O direito ao lazer, à mobilidade, à segurança, - e isso
também inclui o direito a um trânsito seguro -, são direitos constitucionais e
necessários à qualidade de vida em tempo integral, não só de madrugada ou aos
finais de semana como o representante dos comerciantes sugere. E tal sugestão
está longe de ser uma medida proveitosa e inteligente para toda a comunidade.
Foto: Bicicletas do Vale |
No Brasil, temos editado há 5 anos o Caderno de referência para elaboração de
plano de mobilidade por bicicleta nas cidades e a Lei 12.587, que normatiza
a Política Nacional de Mobilidade Urbana. O Plano de Mobilidade por Bicicleta
orienta para o planejamento da circulação cicloviária, fornece elementos para a
elaboração de projetos cicloviários e aborda a importância de integrar as
bicicletas a modos coletivos de transporte, sobretudo para permitir
deslocamentos maiores.
Mesmo uma cidade com relevo que não
ajuda muito, com muitos morros e subidas, é possível utilizar a bicicleta para
alternar o uso do carro em situações específicas.
Mas, o problema não me parece ser só
esse, mas uma questão de mentalidade, de rever os conceitos e a forma de pensar
em relação ao uso do carro e da bicicleta, porque as pessoas se recusam a
acreditar num colapso do trânsito que já vem sendo anunciado há muito tempo.
Por outro lado, não adianta valorizar a
bicicleta só como peça decorativa em época de Oktoberfest, para emendar uma na
outra, encher de florzinhas e pedalar alguns metros no desfile. Trata-se de
pensar a bicicleta como ferramenta para a mobilidade sustentável, para o lazer,
para a melhoria da qualidade de vida das pessoas nas cidades.

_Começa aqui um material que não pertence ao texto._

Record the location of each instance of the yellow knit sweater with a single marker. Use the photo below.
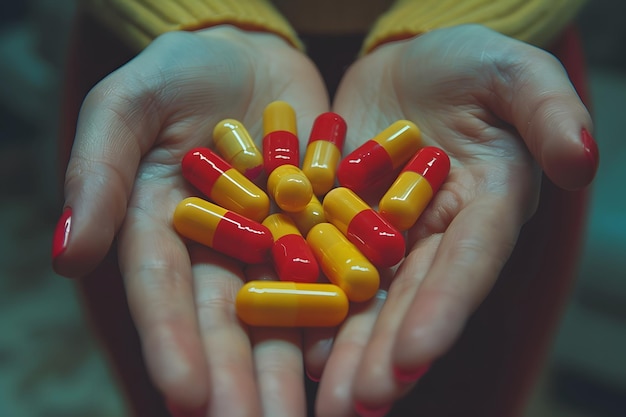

Segundo os dados levantados pela
consultoria Tendências, estima-se que em 2012 foram vendidas quase 5 milhões de
bicicletas no Brasil, somando-se a uma frota estimada em mais de 60 milhões de
bikes. A ideia da bicicleta pode ser antipática para quem cultua o carro, mas
sua utilização supera a ideia de que seja utilizada só como transporte
alternativo para pequenos trajetos.
Foto: Bicicletas do Vale |
Porquê então, não se orgulhar de outras
coisas boas da Alemanha como o plano de mobilidade urbana que prioriza o uso de
bicicletas com seus mil quilômetros de ciclovias em que o uso da bike já supera
o de carros?
Uma mente que se abre para novas ideias jamais retorna ao seu tamanho normal. Então, vamos evoluir, Blumenau!